The evolutionary psychologists John Tooby and Leda Cosmides write: Evolution tailors computational hacks that work brilliantly, by exploiting relationships that exist only in its particular fragment of the universe (the geometry of parallax gives vision a depth cue; an infant nursed by your mother is your genetic sibling; two solid objects cannot occupy the same space). These native intelligences are dramatically smarter than general reasoning because natural selection equipped them with radical short cuts. Our minds have evolved to reason about other human minds, not minds-in-general. When trying to predict how an AI would behave in a certain situation, and thus trying to predict how to make it safe, we cannot help but unconsciously slip in assumptions based on how humans would behave. The inductive biases we automatically employ to predict human behavior do not correctly predict AI behavior. Because we are not used to questioning deep-rooted assumptions of such hypotheses, we easily fail to do so even in the case of AI, where it would actually be necessary.

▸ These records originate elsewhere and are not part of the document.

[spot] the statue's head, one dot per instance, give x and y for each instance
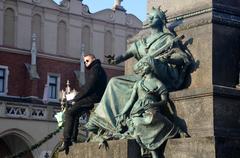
(157, 17)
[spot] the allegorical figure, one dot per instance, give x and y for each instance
(142, 118)
(91, 92)
(168, 64)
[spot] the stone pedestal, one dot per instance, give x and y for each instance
(117, 149)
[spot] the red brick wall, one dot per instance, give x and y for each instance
(19, 83)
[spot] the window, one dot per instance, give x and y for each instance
(9, 27)
(62, 38)
(3, 80)
(86, 38)
(36, 28)
(53, 86)
(108, 44)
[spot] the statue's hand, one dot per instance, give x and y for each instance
(121, 122)
(111, 59)
(164, 59)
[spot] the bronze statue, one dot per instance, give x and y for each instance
(131, 102)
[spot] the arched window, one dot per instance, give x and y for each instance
(108, 44)
(36, 28)
(62, 38)
(126, 44)
(9, 27)
(86, 38)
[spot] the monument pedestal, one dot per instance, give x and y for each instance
(117, 149)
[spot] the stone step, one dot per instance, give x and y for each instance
(201, 147)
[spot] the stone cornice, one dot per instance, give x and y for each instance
(219, 14)
(211, 91)
(54, 57)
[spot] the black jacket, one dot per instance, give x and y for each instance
(96, 82)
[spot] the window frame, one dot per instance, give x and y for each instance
(57, 86)
(6, 74)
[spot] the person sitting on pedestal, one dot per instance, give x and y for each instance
(91, 92)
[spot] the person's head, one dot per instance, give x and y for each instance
(157, 18)
(88, 59)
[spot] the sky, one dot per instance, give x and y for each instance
(139, 9)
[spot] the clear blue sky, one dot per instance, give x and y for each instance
(136, 7)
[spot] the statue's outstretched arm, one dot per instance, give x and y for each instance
(121, 58)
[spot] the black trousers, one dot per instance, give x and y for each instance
(72, 118)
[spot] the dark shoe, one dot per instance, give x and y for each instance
(65, 146)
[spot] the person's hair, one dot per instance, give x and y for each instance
(90, 55)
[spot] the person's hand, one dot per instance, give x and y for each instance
(111, 59)
(71, 102)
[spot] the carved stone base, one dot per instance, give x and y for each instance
(117, 149)
(205, 147)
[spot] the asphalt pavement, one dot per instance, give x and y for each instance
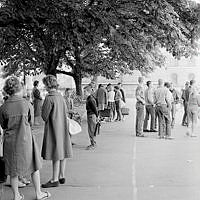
(124, 167)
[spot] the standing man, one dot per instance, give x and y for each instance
(150, 108)
(175, 101)
(185, 97)
(102, 99)
(92, 115)
(163, 107)
(140, 107)
(122, 91)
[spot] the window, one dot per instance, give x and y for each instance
(174, 79)
(191, 76)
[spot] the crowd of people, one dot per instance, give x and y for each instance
(159, 105)
(21, 110)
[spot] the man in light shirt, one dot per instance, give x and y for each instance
(150, 108)
(163, 107)
(139, 94)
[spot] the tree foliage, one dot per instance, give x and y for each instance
(95, 36)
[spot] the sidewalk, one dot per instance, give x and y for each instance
(106, 173)
(168, 169)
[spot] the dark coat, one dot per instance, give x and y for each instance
(37, 102)
(20, 149)
(56, 141)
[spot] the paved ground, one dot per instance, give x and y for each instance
(103, 174)
(168, 170)
(127, 168)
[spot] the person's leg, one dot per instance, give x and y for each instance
(146, 118)
(62, 168)
(91, 128)
(140, 119)
(14, 187)
(152, 114)
(56, 169)
(173, 114)
(36, 182)
(184, 115)
(194, 121)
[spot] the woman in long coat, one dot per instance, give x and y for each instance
(20, 149)
(56, 142)
(37, 102)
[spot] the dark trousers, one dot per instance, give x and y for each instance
(139, 118)
(164, 120)
(118, 110)
(91, 120)
(173, 114)
(150, 111)
(185, 118)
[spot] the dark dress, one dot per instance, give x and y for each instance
(37, 102)
(56, 141)
(21, 153)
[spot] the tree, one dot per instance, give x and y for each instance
(95, 36)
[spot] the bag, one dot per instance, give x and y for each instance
(105, 113)
(125, 111)
(3, 176)
(122, 104)
(74, 127)
(97, 129)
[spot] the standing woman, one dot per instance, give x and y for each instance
(20, 150)
(56, 142)
(37, 102)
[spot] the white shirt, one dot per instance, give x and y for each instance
(111, 96)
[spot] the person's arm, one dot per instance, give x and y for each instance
(31, 114)
(37, 94)
(93, 106)
(150, 97)
(138, 97)
(46, 109)
(168, 99)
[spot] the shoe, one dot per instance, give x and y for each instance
(140, 135)
(44, 197)
(62, 180)
(24, 180)
(90, 147)
(50, 184)
(21, 184)
(193, 135)
(153, 131)
(169, 138)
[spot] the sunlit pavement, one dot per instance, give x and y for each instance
(106, 173)
(168, 169)
(124, 167)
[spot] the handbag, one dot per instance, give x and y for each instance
(74, 127)
(125, 111)
(105, 113)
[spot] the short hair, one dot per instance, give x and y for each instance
(116, 87)
(50, 82)
(187, 83)
(148, 83)
(35, 83)
(192, 82)
(160, 81)
(87, 87)
(140, 79)
(167, 85)
(12, 85)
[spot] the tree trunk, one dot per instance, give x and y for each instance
(78, 83)
(53, 63)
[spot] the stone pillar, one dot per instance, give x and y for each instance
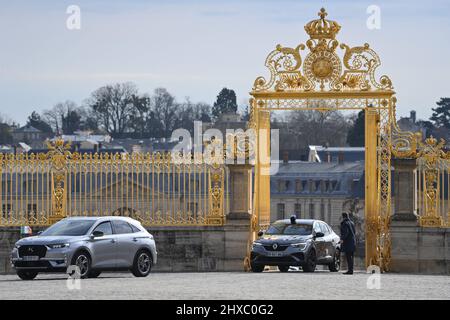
(237, 226)
(404, 222)
(404, 187)
(240, 189)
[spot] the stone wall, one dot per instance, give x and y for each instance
(419, 250)
(414, 249)
(8, 237)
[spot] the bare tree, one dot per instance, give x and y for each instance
(165, 111)
(113, 105)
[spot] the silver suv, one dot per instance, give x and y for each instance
(93, 244)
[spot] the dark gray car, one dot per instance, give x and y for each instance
(93, 244)
(296, 242)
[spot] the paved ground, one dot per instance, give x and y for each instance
(268, 285)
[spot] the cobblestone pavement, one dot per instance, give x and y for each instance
(267, 285)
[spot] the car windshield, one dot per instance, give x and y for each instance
(69, 227)
(290, 229)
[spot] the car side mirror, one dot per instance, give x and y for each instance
(319, 235)
(96, 234)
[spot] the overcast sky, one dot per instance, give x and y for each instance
(194, 48)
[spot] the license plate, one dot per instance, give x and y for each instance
(275, 254)
(30, 258)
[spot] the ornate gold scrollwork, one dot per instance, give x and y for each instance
(59, 154)
(322, 64)
(430, 154)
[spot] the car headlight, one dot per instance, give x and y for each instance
(256, 244)
(300, 245)
(58, 245)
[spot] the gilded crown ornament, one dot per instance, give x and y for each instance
(322, 69)
(322, 28)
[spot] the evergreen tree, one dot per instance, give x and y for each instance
(225, 103)
(35, 121)
(441, 114)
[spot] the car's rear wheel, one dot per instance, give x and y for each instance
(142, 264)
(335, 266)
(257, 267)
(27, 275)
(83, 261)
(94, 274)
(283, 268)
(310, 263)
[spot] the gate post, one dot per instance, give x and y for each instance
(404, 222)
(371, 187)
(404, 187)
(238, 221)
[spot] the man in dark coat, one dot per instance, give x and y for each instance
(348, 241)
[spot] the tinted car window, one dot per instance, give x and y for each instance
(324, 229)
(70, 227)
(134, 228)
(290, 229)
(104, 227)
(121, 227)
(317, 227)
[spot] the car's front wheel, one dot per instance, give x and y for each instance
(283, 268)
(335, 266)
(26, 275)
(94, 274)
(257, 267)
(310, 263)
(83, 262)
(142, 264)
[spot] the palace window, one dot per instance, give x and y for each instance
(311, 210)
(280, 211)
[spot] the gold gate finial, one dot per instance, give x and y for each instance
(322, 28)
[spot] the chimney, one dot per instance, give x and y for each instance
(413, 116)
(285, 156)
(341, 157)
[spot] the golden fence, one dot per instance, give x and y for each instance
(432, 180)
(39, 189)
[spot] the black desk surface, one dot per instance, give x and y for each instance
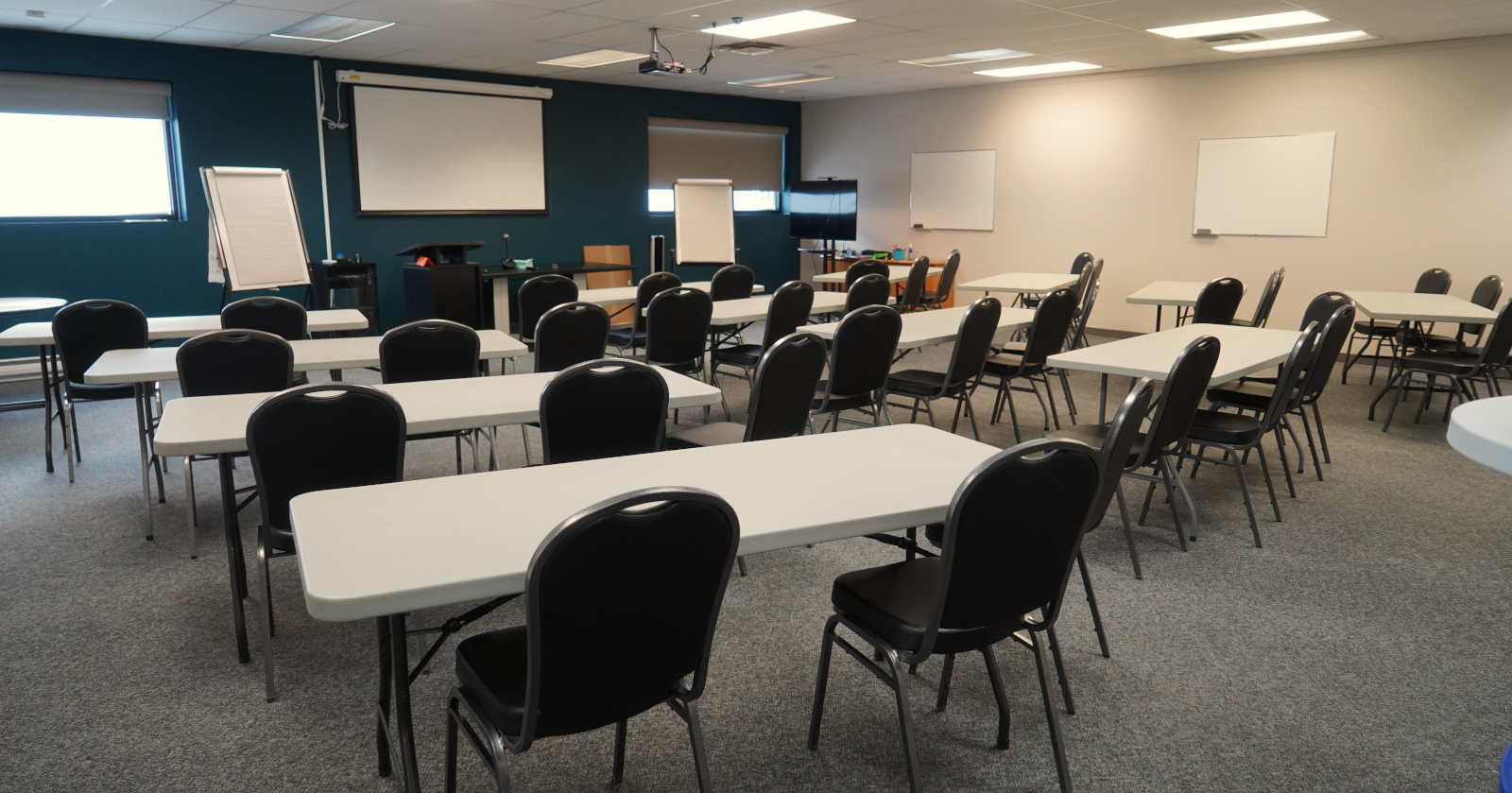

The people who have stopped to question those assumptions have arrived at unsettling results. In his “Basic AI Drives” paper, Stephen Omohundro concludes that even agents with seemingly harmless goals will, if intelligent enough, have a strong tendency to try to achieve those goals via less harmless methods. As simple examples, any AI with a desire to achieve any kinds of goals will have a motivation to resist being turned off, as that would prevent it from achieving the goal; and because of this, it will have a motivation to acquire resources it can use to protect itself. While this won’t make it desire humanity’s destruction, it is not inconceivable that it would be motivated to at least reduce humanity to a state where we couldn’t even potentially pose a threat.
A commonly-heard objection to these kinds of scenarios is that the scientists working on AI will surely be aware of these risks themselves, and be careful enough. But historical precedent doesn’t really support this assumption. Even if the scientists themselves were careful, they will often be under intense pressure, especially when economic interest is at stake. Climate scientists have spent decades warning people of the threat posed by greenhouse gasses, but even today many nations are reluctant to cut back on emissions, as they suspect it’d disadvantage them economically. The engineers in charge of building many Soviet nuclear plants, most famously Chernobyl, did not put safety as their first priority, and so on. A true AI would have immense economic potential, and when money is at stake, safety issues get put aside until real problems develop – at which time, of course, it may already be too late.
Yet if we want to avoid Skynet-like scenarios, we cannot afford to risk it. Safety must be a paramount priority in the creation of Artificial Intelligence.